Sydney and Melbourne are likely to fare worse given stretched affordability and the likely large impact of rate hikes, Mr Cacho said.
“Given the faster pace of rate hikes and accelerating house price falls, we now expect falls to occur faster, with prices down 10 per cent in 2022 (was -5 per cent) and 5-10 per cent in 2023 (was 10-15 per cent).”
“We expect regulator APRA (Australian Prudential Regulation Authority) lowering the serviceability buffer from 3 per cent to 2 per cent to provide some support.
“Indeed, we see the policy response from regulators being the key determinant of how far prices fall, with easing from APRA/RBA in 2023 key in our view to avoiding larger 20 per cent-plus falls and putting a floor under the housing market.”
Investors bailing out
Loan repayments have risen by $500 per month since April for a borrower with a 30-year $500,000 mortgage as rising rate cycle continues to claw at household budgets.
This is the first time in almost three decades that the cash rate has risen at such a rapid pace and may put a dampener on the property selling season this coming spring, says Canstar.

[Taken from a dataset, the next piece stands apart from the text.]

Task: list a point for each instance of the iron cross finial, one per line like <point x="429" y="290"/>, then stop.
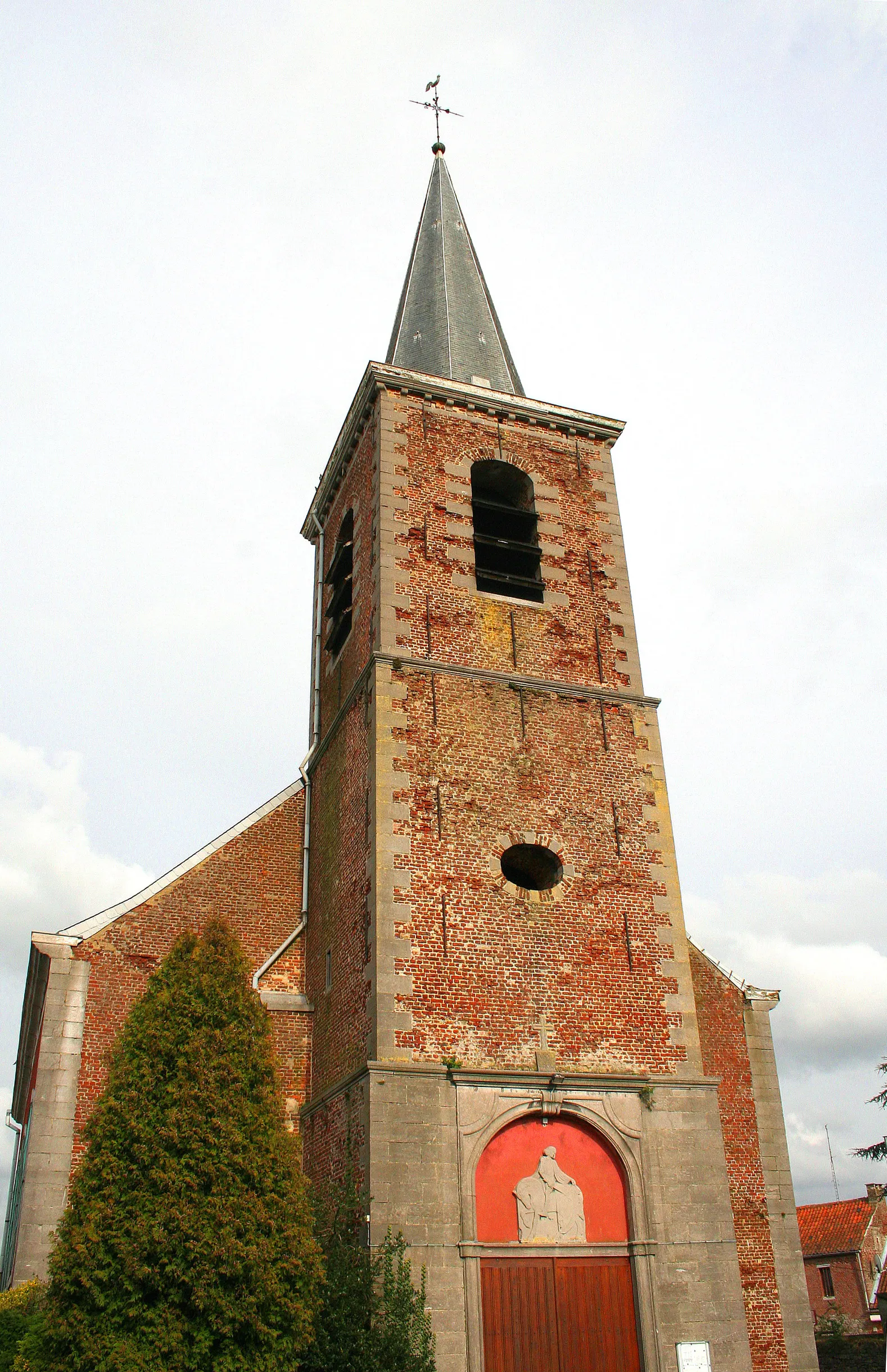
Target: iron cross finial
<point x="438" y="110"/>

“Challenged by successive rate rises, the housing market is showing signs that the expected correction is underway — house prices have started to fall, especially in Sydney and Melbourne, and auction clearance rates are down,” Canstar’s finance expert Steve Mickenbecker said.
“With more rate increases ahead, buyers and sellers are nervous about what is to come from this year’s spring selling season.
“Investors, who were previously the most bullish sector, are leading the exit,” he said.
Investor lending dropped by $707.0 million, down 6.3 per cent, this month. It is still up $1.54 billion, or 17.3 per cent, compared to a year ago.
According to the ABS lending indicators for June, released Tuesday, owner-occupier lending also fell $707.4 million – a 3.3 per cent drop – from the previous month.
RateCity.com.au research director, Sally Tindall, said, “The value of new home loans will likely continue to fall as the property market cools.”
“Many people who were looking to buy homes have put their house-hunting plans on hold and are waiting for prices to drop further before jumping in,” she said.
Timing a market entry or exit is an inexact science but Tim McKibbin, CEO, Real Estate Institute of NSW, said the subdued environment for real estate transactions will likely continue through to spring, when he expects listings to tick back up again.
“It’s no secret that prices are easing, interest rates are on the rise and international events are adversely affecting the cost of living,” he said.
“In these circumstances, it’s not surprising that some buyers have become inactive, preferring to adopt a wait and see approach.
“However, for those buyers who remain in the market, there’s reduced competition for the available property which is useful leverage for buyers to draw on at the negotiating table.
“Others are taking a calculated risk and choosing to bide their time to see if prices will moderate further.
“There is no perfect strategy — it depends on the specific circumstances of the buyer and the property they are seeking to acquire.”